Parkinson's disease psychosis (PDP) is a common, nonmotor symptom of
Parkinson's disease (PD), which may affect up to 60% of patients and is associated with impaired quality of life, increased healthcare costs, and
nursing home placement, among other adverse outcomes. Characteristic symptoms of PDP include
illusions; visual, auditory, tactile, and
olfactory hallucinations; and delusions. PDP symptoms typically progress over its course from being mild, infrequent, and often untroubling to complex, sometimes constant, and potentially highly disturbing. PDP has traditionally been treated with atypical
antipsychotics (e.g.,
clozapine and
quetiapine) although these are not approved for this indication and
clozapine requires frequent white blood cell count monitoring due to the risk of
agranulocytosis.
Pimavanserin is a newer atypical
antipsychotic with highly selective binding to serotonergic receptors, no evidence for worsening motor symptoms in PD, and no need for white blood cell count monitoring. It is currently the only approved medication indicated for PDP treatment. However, because it was approved relatively recently (2016), clinical experience with
pimavanserin is limited. Case Presentations. A wide variety of representative clinical scenarios are presented, each with distinct variables and complications. Issues addressed include distinguishing PDP from similar symptoms caused by other disorders such as
dementia, coordinating
pimavanserin with other PD medications and with
deep brain stimulation, adapting
pimavanserin dosing for optimal benefit and tolerability, and recognizing variability of PDP symptoms due to patients' changing life circumstances.
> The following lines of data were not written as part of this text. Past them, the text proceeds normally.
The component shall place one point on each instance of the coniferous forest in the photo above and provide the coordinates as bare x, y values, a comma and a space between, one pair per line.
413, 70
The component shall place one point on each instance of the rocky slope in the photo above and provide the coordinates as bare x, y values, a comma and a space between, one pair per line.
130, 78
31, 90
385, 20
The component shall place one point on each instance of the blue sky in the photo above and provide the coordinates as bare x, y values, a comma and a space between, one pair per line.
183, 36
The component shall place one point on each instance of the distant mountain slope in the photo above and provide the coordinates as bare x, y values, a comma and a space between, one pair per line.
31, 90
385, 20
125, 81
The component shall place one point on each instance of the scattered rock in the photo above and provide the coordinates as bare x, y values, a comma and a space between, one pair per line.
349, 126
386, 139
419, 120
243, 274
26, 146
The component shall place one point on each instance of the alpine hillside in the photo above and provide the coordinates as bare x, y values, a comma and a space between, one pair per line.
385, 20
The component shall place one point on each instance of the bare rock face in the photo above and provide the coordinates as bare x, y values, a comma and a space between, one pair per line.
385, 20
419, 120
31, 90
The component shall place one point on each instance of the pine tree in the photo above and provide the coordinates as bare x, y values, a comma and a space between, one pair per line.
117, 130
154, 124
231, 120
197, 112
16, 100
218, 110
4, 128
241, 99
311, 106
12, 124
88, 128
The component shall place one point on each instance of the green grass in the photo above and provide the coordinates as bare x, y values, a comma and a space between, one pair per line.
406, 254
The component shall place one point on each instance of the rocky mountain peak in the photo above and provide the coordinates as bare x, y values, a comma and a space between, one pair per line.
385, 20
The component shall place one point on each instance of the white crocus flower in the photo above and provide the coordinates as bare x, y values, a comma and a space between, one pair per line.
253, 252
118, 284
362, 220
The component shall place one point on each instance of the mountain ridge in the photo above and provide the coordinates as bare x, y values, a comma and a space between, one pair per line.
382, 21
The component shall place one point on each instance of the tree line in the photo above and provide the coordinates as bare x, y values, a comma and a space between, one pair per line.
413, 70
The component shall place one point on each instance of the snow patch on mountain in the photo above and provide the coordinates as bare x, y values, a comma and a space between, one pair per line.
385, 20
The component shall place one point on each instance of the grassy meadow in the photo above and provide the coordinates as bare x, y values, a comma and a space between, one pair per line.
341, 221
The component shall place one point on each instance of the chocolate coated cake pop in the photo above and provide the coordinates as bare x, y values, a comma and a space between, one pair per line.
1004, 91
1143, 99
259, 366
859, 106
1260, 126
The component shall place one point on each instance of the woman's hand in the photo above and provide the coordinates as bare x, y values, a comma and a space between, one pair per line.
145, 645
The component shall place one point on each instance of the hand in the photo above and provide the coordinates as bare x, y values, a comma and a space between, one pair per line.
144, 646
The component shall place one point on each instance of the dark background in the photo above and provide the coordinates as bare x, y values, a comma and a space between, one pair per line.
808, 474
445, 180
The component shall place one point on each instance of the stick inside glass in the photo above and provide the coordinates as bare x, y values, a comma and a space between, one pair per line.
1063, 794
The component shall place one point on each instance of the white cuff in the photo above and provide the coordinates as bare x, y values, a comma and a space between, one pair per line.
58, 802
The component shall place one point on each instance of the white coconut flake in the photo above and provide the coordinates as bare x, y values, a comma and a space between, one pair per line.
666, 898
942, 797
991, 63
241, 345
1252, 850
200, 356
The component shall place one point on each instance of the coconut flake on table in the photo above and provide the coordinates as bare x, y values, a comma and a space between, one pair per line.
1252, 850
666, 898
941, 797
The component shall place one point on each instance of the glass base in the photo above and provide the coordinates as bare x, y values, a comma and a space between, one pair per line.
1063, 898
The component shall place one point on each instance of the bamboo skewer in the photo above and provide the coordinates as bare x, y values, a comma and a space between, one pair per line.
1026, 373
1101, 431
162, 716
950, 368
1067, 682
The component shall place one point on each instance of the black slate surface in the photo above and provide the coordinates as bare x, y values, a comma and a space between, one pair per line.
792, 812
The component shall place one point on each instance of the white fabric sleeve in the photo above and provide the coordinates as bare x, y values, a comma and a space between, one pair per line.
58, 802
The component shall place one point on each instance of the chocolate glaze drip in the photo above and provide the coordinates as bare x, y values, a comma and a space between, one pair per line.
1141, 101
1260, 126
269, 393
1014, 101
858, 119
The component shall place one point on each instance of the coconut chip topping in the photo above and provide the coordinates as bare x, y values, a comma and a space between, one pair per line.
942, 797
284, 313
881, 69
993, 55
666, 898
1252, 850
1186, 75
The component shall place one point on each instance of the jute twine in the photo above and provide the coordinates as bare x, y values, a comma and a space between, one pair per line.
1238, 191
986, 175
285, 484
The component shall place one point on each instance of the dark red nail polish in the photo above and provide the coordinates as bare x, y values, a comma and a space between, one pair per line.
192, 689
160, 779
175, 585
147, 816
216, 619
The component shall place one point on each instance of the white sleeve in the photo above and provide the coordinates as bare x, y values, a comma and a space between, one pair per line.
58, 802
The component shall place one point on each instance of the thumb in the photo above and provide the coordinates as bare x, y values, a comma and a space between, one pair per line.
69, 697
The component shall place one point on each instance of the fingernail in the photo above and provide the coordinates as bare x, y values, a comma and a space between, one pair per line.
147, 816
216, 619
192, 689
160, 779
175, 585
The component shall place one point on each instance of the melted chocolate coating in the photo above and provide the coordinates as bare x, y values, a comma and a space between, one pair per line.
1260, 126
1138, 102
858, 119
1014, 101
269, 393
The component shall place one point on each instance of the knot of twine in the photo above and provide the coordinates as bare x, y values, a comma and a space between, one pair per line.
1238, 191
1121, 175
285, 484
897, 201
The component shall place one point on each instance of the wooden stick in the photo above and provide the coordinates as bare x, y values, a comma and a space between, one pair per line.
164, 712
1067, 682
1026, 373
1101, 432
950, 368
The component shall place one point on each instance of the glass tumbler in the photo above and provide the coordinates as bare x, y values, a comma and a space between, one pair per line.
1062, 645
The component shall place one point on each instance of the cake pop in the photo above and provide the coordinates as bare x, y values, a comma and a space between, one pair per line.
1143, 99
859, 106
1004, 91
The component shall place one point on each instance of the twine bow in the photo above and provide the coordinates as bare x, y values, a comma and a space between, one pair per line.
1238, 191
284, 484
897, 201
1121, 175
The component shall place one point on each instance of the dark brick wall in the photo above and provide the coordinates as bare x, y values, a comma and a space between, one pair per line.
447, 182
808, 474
CONCLUSIONS: These scenarios provide multiple insights regarding PDP management and the role of
pimavanserin. Effective treatment of PDP may reduce disturbing symptoms of
psychosis, thus improving patient function and quality of life. In addition, effective
pharmacotherapy for PDP may also facilitate the use of other medications needed to treat neurological symptoms of PD (e.g.,
tremor,
bradykinesia, and
dyskinesia), although they may also have adverse effects that contribute to symptoms of PDP.